Download or read book Theorizing the Future of Science Education Research written by Vaughan Prain and published by Springer Nature. This book was released on 2019-10-22 with total page 196 pages. Available in PDF, EPUB and Kindle. Book excerpt: This book reviews the current state of theoretical accounts of the what and how of science learning in schools. The book starts out by presenting big-picture perspectives on key issues. In these first chapters, it focuses on the range of resources students need to acquire and refine to become successful learners. It examines meaningful learner purposes and processes for doing science, and structural supports to optimize cognitive engagement and success. Subsequent chapters address how particular purposes, resources and experiences can be conceptualized as the basis to understand current practices. They also show how future learning opportunities should be designed, lived and reviewed to promote student engagement/learning. Specific topics include insights from neuro-imaging, actor-network theory, the role of reasoning in claim-making for learning in science, and development of disciplinary literacies, including writing and multi-modal meaning-making. All together the book offers leads to science educators on theoretical perspectives that have yielded valuable insights into science learning. In addition, it proposes new agendas to guide future practices and research in this subject.

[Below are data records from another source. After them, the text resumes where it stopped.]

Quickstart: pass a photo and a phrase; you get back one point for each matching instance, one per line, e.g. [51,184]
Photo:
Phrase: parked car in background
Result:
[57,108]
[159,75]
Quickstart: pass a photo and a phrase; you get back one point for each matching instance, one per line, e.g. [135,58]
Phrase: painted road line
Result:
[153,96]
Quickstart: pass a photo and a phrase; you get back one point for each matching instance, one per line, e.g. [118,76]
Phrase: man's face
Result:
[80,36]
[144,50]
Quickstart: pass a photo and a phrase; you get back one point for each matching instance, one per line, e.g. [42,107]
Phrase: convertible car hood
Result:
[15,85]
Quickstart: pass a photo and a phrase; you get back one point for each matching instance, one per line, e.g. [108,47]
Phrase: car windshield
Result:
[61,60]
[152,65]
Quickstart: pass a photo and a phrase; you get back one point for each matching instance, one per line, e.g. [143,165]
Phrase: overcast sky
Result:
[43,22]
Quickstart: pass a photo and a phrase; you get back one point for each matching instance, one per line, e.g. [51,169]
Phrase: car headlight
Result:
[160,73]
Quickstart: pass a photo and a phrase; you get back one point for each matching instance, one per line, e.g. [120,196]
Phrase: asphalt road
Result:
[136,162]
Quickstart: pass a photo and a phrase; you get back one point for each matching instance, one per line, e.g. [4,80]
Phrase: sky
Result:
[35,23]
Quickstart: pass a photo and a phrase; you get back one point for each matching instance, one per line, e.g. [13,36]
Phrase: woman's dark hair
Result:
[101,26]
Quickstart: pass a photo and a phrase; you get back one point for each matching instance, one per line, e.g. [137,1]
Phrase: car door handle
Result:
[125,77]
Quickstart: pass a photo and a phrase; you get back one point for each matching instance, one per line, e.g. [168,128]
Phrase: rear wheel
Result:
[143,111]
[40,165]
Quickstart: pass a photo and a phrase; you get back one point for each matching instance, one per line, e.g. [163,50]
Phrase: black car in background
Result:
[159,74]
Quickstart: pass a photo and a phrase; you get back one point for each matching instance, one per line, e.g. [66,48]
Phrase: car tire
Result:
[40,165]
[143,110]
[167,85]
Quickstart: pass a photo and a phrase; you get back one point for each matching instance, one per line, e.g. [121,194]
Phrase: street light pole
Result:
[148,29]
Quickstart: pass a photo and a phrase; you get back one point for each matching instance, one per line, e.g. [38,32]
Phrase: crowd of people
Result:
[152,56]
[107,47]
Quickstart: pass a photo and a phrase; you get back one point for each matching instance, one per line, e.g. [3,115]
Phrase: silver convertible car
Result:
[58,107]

Download or read book Attitudes of Agriscience Teachers in Michigan Toward Internationalizing Agricultural Education Programs written by Mohammed Delwar Hossain and published by . This book was released on 1992 with total page 414 pages. Available in PDF, EPUB and Kindle. Book excerpt:
Download or read book Internationalization and Global Citizenship written by Miri Yemini and published by Springer. This book was released on 2016-12-31 with total page 202 pages. Available in PDF, EPUB and Kindle. Book excerpt: This book examines the integration of the international, global, and intercultural dimensions in contemporary education systems. Yemini provides a comprehensive understanding of the process of internationalization from different angles including policy-making, curriculum implementation, media discourse, and individual agency. The book illuminates and analyzes a set of key tensions of internationalization across multiple levels of schooling and across the domains of popular discourse, policy, curriculum, pedagogy, and students’ identity, by connecting or re-connecting the process of internationalization and its outcomes at individual level of global citizenship. The author uses solid empirical embedding of each of those aspects together with development of novel theoretical insights in each of the investigated domains.